Peu à peu on découvre la réalité qui se cache derrière ces trois personnages.
Cabrissade dans un rôle d'amuseur bavard et menteur "Je ne vous demande pas de me croire, je vous prie de m'écouter" qui, en fait, n'a jamais joué ayant toujours été une doublure. La fois où il s'octroie la chance de jouer son rôle préféré de Flambeau dans l'Aiglon, il s'effondre sur scène : la "panne affreuse" sur une des tirades les plus connues du théâtre "et nous les petits, les obscurs, les sans grades…"
Marny (Victor Francen) est un grand acteur classique passionné par ses rôles mais dont l'exigence et le talent n'ont jamais été reconnus.

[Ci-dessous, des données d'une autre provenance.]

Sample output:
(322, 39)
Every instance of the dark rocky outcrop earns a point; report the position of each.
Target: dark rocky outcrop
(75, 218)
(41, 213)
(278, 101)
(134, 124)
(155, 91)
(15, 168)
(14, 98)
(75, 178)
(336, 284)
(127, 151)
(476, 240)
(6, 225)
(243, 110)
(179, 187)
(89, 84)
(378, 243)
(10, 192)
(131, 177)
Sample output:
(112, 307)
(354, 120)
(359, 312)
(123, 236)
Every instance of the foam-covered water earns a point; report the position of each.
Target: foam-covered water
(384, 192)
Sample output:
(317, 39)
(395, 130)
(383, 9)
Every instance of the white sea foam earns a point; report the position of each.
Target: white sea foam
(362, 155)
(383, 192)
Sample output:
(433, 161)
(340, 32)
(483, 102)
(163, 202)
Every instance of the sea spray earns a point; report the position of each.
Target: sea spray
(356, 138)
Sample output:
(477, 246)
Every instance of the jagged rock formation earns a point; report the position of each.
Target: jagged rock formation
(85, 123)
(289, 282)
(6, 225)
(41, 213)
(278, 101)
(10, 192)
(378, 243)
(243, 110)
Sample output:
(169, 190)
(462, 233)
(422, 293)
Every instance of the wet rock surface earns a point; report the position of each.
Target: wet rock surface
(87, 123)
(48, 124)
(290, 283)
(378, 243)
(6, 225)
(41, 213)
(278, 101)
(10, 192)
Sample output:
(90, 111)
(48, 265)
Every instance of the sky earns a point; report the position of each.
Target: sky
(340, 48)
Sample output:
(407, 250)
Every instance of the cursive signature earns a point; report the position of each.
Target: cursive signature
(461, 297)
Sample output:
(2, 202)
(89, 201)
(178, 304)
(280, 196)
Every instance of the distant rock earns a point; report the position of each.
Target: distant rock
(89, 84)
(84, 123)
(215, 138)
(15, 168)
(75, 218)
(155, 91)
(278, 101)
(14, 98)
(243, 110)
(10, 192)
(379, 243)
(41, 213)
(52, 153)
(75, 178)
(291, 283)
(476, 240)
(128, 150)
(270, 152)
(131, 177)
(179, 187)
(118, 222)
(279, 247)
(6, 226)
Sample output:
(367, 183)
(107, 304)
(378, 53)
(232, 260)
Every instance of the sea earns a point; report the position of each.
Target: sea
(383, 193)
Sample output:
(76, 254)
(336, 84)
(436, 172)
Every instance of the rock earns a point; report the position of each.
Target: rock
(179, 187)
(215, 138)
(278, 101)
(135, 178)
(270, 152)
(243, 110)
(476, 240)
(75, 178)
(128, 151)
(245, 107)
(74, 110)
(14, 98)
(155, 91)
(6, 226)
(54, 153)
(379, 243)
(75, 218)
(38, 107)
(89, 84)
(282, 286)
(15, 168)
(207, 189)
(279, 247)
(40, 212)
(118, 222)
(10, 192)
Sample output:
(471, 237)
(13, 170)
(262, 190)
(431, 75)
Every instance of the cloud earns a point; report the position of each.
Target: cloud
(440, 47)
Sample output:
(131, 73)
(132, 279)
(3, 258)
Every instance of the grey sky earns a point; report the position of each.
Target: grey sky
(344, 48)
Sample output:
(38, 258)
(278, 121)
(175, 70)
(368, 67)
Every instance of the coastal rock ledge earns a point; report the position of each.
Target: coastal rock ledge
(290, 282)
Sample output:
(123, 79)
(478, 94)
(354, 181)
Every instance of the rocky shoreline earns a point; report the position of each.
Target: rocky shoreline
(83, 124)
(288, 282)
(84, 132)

C'est le travailleur acharné dont on reconnaît la compétence technique mais à qui il manque le charisme. "J'ai du talent mais pas de succès ; il y a tellement d'acteurs qui ont du succès mais pas de talent".

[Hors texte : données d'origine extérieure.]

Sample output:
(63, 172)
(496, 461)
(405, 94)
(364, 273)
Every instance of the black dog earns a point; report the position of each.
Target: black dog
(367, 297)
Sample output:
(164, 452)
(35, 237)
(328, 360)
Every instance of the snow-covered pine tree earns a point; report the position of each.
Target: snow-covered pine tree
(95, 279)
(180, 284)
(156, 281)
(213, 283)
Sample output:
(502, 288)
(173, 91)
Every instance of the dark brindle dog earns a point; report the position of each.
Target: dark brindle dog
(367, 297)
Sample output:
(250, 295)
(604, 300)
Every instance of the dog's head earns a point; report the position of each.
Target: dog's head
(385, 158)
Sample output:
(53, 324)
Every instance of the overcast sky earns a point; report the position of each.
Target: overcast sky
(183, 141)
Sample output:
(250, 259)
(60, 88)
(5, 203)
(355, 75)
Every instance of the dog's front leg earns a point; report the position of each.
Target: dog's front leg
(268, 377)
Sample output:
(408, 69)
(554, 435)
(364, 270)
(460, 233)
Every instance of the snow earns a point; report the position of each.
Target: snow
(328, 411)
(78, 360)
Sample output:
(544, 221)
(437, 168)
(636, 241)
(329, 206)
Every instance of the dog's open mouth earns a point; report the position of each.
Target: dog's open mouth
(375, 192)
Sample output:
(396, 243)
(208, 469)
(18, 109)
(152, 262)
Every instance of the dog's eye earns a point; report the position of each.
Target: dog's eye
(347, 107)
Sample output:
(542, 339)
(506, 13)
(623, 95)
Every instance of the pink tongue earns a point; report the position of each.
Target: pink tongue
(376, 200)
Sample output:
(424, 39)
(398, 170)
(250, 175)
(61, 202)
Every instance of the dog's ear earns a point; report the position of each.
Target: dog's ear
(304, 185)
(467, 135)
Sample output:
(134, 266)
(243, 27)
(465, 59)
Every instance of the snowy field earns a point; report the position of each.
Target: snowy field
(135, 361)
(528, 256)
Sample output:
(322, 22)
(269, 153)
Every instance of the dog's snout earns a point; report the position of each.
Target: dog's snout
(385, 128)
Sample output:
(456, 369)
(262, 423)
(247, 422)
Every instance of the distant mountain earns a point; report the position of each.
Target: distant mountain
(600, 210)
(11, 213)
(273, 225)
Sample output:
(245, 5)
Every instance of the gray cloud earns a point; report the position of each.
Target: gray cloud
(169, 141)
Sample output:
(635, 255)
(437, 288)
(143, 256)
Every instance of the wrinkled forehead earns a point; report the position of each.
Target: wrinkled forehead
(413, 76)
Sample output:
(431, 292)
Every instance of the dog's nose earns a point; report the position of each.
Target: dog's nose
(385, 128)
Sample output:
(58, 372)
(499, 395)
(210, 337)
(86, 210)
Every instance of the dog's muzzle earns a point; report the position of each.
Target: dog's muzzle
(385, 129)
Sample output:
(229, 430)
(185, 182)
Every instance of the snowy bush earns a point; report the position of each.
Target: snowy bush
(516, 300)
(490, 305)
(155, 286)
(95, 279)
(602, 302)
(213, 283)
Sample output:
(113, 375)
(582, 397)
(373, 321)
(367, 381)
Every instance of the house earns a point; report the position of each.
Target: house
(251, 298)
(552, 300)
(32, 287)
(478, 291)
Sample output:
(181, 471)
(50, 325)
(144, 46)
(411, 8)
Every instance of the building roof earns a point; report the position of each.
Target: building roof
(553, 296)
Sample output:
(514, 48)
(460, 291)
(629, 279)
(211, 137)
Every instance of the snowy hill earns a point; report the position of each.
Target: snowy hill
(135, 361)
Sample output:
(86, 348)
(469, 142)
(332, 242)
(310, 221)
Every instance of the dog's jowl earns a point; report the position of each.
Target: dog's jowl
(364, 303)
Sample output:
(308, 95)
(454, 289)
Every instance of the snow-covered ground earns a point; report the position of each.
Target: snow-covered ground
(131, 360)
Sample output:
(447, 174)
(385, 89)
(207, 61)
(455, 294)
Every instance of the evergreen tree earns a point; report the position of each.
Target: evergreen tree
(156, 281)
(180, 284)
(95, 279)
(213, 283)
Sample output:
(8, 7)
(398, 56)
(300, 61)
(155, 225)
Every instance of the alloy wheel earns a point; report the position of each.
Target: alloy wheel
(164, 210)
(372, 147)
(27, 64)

Le cruel Jouvet lui dira pourquoi il n'a pu connaitre le succès : "Vous jouez des rôles tandis que moi je vivais mes personnages".

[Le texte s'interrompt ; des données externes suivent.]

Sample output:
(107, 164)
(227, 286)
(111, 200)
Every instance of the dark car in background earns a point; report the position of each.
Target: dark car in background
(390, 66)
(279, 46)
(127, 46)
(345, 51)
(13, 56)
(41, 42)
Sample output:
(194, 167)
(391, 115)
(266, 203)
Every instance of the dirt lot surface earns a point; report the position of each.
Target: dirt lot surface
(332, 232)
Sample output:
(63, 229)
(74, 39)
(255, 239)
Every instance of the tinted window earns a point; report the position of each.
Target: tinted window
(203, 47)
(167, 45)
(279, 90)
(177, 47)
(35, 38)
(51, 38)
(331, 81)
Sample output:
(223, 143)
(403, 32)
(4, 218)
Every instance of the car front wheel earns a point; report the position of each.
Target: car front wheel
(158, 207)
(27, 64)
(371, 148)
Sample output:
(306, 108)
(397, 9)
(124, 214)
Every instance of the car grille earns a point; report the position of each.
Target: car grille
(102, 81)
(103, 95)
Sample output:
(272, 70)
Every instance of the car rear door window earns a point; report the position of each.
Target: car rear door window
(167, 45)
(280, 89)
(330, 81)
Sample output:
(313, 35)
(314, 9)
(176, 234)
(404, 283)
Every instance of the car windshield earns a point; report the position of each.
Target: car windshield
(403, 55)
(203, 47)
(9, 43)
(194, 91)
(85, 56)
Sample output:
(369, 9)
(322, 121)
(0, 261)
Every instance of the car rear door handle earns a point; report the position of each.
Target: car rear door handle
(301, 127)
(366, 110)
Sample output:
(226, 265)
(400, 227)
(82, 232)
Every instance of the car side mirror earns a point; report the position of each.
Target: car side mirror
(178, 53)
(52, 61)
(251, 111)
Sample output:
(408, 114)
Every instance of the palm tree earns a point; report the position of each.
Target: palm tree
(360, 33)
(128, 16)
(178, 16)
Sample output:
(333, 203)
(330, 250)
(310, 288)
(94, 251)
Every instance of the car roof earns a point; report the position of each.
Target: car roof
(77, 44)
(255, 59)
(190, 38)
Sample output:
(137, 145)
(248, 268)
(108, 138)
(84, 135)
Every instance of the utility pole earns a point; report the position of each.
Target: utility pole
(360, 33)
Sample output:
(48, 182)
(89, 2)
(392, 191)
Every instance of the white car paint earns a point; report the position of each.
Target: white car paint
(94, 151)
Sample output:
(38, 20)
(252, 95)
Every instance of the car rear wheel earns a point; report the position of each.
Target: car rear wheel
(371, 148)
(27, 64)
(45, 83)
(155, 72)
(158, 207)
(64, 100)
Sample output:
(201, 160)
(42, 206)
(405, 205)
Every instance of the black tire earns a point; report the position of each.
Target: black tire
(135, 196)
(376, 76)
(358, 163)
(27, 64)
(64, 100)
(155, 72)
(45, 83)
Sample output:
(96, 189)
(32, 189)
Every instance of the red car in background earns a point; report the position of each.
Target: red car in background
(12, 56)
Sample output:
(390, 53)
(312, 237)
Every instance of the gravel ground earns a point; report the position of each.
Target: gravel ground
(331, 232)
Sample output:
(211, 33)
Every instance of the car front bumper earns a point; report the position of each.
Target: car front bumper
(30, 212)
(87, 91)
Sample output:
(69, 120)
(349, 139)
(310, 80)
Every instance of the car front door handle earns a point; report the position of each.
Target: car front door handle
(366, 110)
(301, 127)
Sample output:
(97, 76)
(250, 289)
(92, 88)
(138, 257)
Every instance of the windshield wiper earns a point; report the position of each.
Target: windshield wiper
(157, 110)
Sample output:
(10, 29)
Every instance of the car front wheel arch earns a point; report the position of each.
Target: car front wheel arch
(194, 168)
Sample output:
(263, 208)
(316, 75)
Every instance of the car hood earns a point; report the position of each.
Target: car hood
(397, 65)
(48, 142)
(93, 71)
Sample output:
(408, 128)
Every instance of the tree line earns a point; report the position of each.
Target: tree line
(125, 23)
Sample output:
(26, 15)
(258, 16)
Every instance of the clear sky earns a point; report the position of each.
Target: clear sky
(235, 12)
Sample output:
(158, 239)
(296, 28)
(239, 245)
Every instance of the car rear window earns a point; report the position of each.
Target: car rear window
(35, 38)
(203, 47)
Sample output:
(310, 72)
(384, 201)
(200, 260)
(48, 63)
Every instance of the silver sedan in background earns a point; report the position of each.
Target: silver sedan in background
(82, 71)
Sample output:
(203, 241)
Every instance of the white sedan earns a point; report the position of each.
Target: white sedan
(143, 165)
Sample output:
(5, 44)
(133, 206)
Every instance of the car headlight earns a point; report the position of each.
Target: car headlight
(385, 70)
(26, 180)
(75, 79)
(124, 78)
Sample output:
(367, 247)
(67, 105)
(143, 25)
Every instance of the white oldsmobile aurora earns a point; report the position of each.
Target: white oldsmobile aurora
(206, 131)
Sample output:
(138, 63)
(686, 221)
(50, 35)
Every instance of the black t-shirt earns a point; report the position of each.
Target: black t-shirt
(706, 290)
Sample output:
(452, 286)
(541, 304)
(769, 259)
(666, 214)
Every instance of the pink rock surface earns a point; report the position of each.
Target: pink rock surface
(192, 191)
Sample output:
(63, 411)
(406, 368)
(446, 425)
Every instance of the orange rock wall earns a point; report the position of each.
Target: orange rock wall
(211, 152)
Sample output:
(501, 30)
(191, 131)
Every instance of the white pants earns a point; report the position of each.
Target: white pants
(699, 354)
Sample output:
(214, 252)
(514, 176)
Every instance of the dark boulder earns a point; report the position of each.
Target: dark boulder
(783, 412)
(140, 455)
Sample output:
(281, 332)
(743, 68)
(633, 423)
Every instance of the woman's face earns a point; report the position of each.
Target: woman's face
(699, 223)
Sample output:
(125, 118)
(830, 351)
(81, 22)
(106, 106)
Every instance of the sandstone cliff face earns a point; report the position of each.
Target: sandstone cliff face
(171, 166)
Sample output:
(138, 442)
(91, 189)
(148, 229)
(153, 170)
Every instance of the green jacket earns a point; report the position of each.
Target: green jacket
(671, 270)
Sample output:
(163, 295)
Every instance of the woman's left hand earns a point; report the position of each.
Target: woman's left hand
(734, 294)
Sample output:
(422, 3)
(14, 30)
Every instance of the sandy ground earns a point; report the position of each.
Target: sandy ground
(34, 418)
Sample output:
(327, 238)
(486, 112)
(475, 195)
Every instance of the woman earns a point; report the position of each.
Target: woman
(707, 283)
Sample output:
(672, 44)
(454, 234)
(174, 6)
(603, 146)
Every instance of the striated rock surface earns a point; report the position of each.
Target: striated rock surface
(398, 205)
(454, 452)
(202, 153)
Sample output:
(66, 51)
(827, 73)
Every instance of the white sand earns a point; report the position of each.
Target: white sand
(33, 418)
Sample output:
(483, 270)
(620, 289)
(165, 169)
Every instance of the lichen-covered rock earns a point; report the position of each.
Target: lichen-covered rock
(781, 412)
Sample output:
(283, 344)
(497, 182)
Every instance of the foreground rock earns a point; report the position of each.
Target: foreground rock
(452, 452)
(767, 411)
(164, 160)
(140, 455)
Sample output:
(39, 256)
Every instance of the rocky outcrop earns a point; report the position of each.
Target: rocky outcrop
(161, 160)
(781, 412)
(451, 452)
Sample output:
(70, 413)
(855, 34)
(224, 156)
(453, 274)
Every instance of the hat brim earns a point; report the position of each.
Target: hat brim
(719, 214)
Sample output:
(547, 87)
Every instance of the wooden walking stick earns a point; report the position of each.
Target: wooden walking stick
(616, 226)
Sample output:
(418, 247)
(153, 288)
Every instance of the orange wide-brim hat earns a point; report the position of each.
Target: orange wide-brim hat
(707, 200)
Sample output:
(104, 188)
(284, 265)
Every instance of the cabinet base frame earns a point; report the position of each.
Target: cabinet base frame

Mais Saint-Clair (Jouvet) est le séducteur patenté qui est capable d'entrainer ses conquêtes à leur perte, qui ne compte plus ses conquêtes (dont certaines se sont tuées pour lui), qui court encore à cette gloire éphémère qu'il refuse d'abandonner.
Duvivier nous offre d'ailleurs une mise en abyme avec le duo Saint-Clair/Jeannette, la jeune serveuse (Madeleine Ozeray) où cette dernière est absurdement amoureuse de Saint-Clair tant le spectateur a du mal à croire qu'une fraiche jeune fille puisse être amoureuse d'un vieil acteur don juanesque, nettement confit, alors que dans la vraie vie les 2 acteurs ont eu une liaison qui a duré plusieurs années…
Mais les seconds rôles ne sont pas en reste !
Il y a une inhabituellement émouvante Gabrielle Dorziat en ancienne amoureuse de Jouvet qui a eu un enfant de lui et le lui avoue un soir alors qu'une voix frêle mais juste chante "le temps des cerises ". Et Jouvet se montre cruel à son égard car ce fils lui rappelle qu'il est désormais vieux.
Il y a aussi une cruelle et venimeuse Sylvie qui met Saint-Clair devant ses turpitudes en montrant à tout le monde que Jouvet s'envoie les vieilles lettres d'amour reçues trente ans plus tôt.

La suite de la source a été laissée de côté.